Cada vez se extiende más el clamor de la mayoría de los venezolanos de buscar una salida dialogada y negociada para superar la profunda crisis que vivimos que golpea sobre todo a las poblaciones más pobres. Todo diálogo que no parta del dolor y sufrimiento de las mayorías y tenga como objetivo el aliviarlos, no tiene sentido ni llevará a nada. Es evidente que los que promueven el diálogo y sobre todo los que buscan postergarlo, no viven las condiciones inhumanas de las personas que supuestamente representan. Por ello, pareciera que no les importa demasiado demorarlo por meses o poner como condición para retomarlo propuestas que son imposibles de cumplir. Sería bueno que tuvieran que vivir algunos meses con tan sólo el salario mínimo, o la pensión y algún bono. Sufrir en carne propia la realidad de las mayorías cambiaría radicalmente su visión, posturas y propuestas.
Todo diálogo sincero debe partir de una escucha atenta. Escuchar no sólo al opositor, sino escuchar los gritos de las madres que ven cómo sus hijos mueren por falta de medicinas o de comida. Escuchar el cansancio de los millones de migrantes que se lanzan por caminos peligrosos tras la luz de una esperanza de mejor vida, en otros países donde todavía se valora el esfuerzo y el trabajo. Escuchar la angustia de los pensionados que ven cómo su pensión no les alcanza para comprar la comida de un par de días o las medicinas necesarias. Escuchar la frustración de todos los que esperábamos un aumento salarial y sentimos que se siguen pisoteando nuestros derechos, expectativas y esperanzas
Escuchar y escucharse uno mismo. Escucharse en silencio para dialogar sinceramente, sin mentirnos ni engañarnos, con nuestro yo profundo, para ver qué se esconde detrás de nuestros sentimientos, prejuicios, propuestas e intenciones, para intentar ir al corazón de nuestra verdad, pues con frecuencia repetimos frases huecas, palabras bonitas, mentiras que de tanto repetirlas las consideramos verdades, nos creemos únicos poseedores de una verdad que, por interesada, es falsa.

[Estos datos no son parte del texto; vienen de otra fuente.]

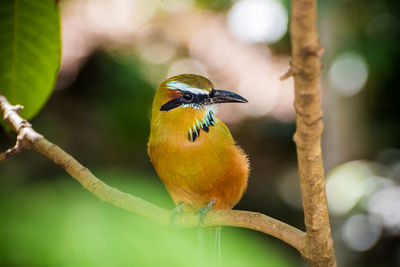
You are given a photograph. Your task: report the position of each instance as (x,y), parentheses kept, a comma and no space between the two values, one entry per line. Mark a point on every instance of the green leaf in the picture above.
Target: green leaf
(30,49)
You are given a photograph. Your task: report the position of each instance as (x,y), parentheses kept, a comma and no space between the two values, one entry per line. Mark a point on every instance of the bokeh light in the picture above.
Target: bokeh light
(254,21)
(385,205)
(348,74)
(360,232)
(346,185)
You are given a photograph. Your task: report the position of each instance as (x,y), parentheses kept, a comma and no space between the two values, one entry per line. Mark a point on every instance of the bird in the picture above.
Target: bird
(192,150)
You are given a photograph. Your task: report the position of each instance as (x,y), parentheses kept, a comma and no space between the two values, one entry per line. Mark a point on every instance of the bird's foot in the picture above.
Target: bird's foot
(203,211)
(177,211)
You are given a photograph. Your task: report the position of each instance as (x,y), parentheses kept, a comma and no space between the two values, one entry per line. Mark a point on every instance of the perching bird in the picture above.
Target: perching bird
(193,151)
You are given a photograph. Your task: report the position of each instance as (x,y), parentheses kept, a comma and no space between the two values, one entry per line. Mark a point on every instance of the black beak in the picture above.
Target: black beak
(222,96)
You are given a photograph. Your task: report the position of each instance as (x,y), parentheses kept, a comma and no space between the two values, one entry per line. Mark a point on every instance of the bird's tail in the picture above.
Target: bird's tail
(210,246)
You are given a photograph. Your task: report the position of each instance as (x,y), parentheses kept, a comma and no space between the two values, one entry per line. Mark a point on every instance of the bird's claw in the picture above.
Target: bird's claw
(203,211)
(177,211)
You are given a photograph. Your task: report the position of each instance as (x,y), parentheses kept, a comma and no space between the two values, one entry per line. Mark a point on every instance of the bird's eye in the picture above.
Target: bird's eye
(187,96)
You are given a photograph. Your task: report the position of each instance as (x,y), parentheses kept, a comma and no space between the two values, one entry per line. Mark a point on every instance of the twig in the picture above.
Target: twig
(236,218)
(306,53)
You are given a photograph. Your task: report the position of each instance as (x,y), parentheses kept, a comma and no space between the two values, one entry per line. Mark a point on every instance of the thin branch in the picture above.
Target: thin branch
(236,218)
(306,53)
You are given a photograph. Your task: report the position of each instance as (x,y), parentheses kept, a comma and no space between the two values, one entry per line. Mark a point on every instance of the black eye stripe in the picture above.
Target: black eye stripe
(186,97)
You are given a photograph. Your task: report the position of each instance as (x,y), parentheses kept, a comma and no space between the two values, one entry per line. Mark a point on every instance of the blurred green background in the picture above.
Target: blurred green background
(115,53)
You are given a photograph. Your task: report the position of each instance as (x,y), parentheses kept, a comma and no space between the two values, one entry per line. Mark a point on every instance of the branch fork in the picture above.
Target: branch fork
(28,138)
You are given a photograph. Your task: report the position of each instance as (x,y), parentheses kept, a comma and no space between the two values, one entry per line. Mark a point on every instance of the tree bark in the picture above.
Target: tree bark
(306,70)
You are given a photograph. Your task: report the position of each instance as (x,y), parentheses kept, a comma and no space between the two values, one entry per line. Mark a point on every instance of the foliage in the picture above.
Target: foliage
(30,52)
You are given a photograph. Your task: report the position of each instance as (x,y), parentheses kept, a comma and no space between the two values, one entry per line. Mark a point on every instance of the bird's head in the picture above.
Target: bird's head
(189,101)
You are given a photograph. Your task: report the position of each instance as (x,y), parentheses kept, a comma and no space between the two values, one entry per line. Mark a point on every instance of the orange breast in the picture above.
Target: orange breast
(212,167)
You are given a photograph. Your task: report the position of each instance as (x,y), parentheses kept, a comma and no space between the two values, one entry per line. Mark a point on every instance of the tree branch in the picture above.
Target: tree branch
(236,218)
(306,53)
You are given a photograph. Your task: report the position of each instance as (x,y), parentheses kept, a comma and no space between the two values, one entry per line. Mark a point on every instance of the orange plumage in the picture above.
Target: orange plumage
(192,151)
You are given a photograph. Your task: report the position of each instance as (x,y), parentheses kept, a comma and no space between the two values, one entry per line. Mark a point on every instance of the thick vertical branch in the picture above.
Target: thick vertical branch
(306,68)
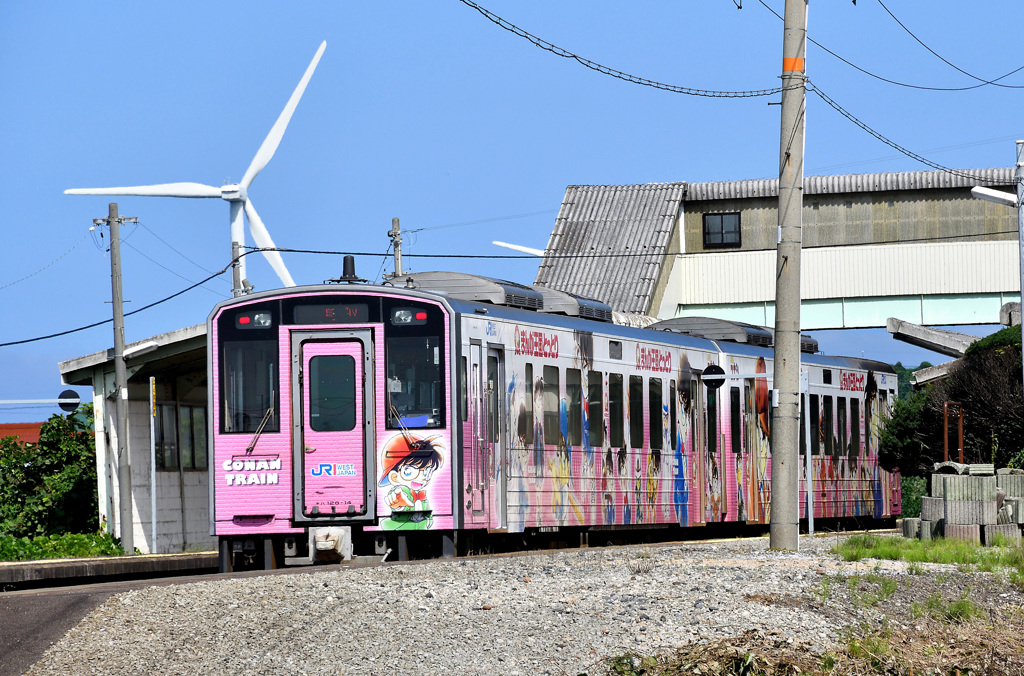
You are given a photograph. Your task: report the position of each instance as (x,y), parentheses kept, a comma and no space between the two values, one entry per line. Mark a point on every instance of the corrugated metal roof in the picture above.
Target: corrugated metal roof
(901,180)
(634,222)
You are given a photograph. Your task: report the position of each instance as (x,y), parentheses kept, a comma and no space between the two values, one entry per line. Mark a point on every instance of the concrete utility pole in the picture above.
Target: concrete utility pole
(784,527)
(127,521)
(395,235)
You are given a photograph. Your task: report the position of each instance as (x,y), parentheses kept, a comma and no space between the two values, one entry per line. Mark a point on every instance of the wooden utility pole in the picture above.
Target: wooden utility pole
(395,235)
(125,512)
(784,525)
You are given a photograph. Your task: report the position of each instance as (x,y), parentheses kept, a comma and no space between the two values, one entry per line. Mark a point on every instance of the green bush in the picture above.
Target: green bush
(50,487)
(912,488)
(69,545)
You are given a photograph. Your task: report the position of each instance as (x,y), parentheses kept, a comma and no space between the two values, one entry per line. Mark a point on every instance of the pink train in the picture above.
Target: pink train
(444,411)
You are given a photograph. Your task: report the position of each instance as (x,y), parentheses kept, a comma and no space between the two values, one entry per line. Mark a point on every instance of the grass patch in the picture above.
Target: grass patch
(870,589)
(967,556)
(69,545)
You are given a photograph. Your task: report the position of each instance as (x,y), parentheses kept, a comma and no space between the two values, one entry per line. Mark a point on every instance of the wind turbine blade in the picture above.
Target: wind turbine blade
(272,139)
(516,247)
(262,239)
(164,189)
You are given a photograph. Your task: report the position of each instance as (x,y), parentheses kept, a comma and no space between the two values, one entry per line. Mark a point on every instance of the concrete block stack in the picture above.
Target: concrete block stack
(971,502)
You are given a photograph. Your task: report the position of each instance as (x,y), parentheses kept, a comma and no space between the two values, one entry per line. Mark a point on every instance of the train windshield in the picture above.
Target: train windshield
(249,386)
(415,389)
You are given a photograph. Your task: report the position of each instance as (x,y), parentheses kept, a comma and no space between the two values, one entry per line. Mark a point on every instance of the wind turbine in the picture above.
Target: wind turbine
(237,195)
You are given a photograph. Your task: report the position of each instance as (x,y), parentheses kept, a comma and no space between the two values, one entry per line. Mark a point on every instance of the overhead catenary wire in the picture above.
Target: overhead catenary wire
(159,264)
(686,90)
(47,265)
(896,82)
(104,322)
(253,250)
(604,70)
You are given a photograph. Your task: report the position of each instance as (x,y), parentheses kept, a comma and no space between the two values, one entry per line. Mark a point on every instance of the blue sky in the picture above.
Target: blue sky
(428,112)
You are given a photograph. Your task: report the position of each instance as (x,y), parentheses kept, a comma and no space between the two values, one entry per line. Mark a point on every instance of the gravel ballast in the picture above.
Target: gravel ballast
(556,613)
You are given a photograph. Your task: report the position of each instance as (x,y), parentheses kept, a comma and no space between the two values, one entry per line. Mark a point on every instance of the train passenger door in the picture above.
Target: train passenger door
(496,435)
(475,473)
(332,425)
(485,479)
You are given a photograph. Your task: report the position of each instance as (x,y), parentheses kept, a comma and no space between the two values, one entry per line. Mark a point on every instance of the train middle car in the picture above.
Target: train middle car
(367,419)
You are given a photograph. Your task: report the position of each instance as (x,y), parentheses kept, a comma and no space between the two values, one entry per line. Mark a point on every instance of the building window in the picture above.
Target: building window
(180,432)
(721,230)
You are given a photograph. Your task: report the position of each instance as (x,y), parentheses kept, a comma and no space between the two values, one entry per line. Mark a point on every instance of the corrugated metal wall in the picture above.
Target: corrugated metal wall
(924,268)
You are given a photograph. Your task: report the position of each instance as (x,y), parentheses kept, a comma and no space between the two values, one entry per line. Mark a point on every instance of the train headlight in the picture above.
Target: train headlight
(404,317)
(254,321)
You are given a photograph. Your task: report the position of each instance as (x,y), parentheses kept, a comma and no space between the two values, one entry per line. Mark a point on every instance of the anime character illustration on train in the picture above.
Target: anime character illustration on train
(409,463)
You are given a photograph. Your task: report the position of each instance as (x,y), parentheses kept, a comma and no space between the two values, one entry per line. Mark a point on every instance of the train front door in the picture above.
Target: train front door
(333,425)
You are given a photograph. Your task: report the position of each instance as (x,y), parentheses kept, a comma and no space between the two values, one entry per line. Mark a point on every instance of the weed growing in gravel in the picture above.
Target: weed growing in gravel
(872,646)
(951,611)
(870,589)
(968,557)
(823,592)
(642,563)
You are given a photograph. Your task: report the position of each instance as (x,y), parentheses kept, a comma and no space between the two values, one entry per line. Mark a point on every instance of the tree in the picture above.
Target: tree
(986,382)
(50,487)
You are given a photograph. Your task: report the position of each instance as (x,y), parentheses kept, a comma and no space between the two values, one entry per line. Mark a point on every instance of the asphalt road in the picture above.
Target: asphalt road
(32,621)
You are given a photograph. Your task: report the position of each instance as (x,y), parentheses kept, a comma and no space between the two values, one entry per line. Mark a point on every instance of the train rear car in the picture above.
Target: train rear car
(330,419)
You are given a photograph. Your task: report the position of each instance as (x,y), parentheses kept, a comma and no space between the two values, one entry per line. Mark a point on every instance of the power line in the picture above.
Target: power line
(896,82)
(483,220)
(159,264)
(99,324)
(947,62)
(891,143)
(168,245)
(686,90)
(47,265)
(604,70)
(462,256)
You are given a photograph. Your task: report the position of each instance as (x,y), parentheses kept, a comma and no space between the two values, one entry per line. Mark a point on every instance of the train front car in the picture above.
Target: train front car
(330,421)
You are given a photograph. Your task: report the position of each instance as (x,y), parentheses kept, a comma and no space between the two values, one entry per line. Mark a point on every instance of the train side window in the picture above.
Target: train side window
(595,409)
(815,426)
(854,427)
(826,424)
(636,412)
(552,429)
(526,428)
(573,414)
(751,428)
(463,391)
(734,426)
(654,412)
(614,349)
(673,421)
(615,427)
(844,440)
(712,421)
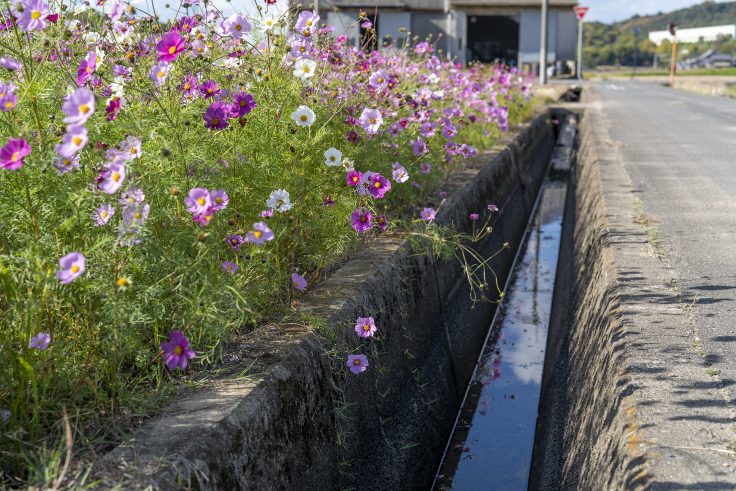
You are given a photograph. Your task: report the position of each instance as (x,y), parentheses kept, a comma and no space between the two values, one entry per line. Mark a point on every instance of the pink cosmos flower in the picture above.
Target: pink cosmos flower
(370,120)
(428,214)
(198,201)
(79,106)
(35,15)
(357,363)
(365,327)
(216,116)
(177,350)
(378,185)
(87,68)
(111,177)
(298,282)
(260,234)
(73,141)
(360,220)
(170,46)
(72,267)
(13,153)
(40,341)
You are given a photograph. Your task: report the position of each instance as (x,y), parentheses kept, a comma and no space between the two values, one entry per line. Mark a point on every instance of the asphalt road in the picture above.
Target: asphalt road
(679,151)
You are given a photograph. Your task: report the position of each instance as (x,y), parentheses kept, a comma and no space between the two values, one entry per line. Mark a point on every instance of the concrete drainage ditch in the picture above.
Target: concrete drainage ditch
(293,421)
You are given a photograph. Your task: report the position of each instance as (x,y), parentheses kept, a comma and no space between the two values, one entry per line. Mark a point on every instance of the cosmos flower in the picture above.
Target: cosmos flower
(399,173)
(13,153)
(72,267)
(243,103)
(170,46)
(79,106)
(260,234)
(378,185)
(360,220)
(159,73)
(354,178)
(198,201)
(303,116)
(177,350)
(333,157)
(216,116)
(35,15)
(111,177)
(64,165)
(365,327)
(40,341)
(357,363)
(304,68)
(370,120)
(279,200)
(73,141)
(298,282)
(428,214)
(103,214)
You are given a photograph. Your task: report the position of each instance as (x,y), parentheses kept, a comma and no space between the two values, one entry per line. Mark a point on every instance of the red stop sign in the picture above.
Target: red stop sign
(580,11)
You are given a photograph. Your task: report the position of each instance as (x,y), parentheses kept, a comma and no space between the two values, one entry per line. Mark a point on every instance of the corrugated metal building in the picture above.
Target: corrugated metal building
(481,30)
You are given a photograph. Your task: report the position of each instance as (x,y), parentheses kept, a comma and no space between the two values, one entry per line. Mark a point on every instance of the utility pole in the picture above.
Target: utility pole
(543,44)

Hoy hablamos mucho pero escuchamos y nos escuchamos muy poco. Sin embargo, tenemos una lengua y dos orejas, lo que indicaría que debemos escuchar el doble de lo que hablamos. Lo esencial en un diálogo no es lo que se dice, sino el modo en que se escucha. Si sólo escucho al que piensa como yo, me estoy escuchando a mí mismo en el otro. El diálogo supone búsqueda, disposición a cambiar, a dejarse tocar por la palabra del que piensa distinto. Hay muchos supuestos diálogos que son monólogos yuxtapuestos, porque se habla pero nadie escucha. Dialogar es abrirse al oponente, aprender a modificar los pensamientos y los comportamientos, a rectificar las opiniones y propuestas que mantienen los problemas en vez de resolverlos. El diálogo exige respeto, humildad para reconocer que uno no es el dueño de la verdad. Los orgullosos y los prepotentes no saben dialogar. El que cree que posee la verdad no dialoga, sino que trata de imponer su verdad, pero una verdad impuesta deja de ser verdad. La verdad se manifiesta en sus frutos. "La verdad les hará libres", nos dijo Jesús: Libera a uno mismo de la prepotencia, de creer que uno es el que tiene siempre la razón. Libera no sólo al que la dice, sino también al que la escucha: una supuesta verdad que ofende, que humilla, que se utiliza para ganar tiempo, para engañar, para impedir las soluciones, no puede ser verdadera.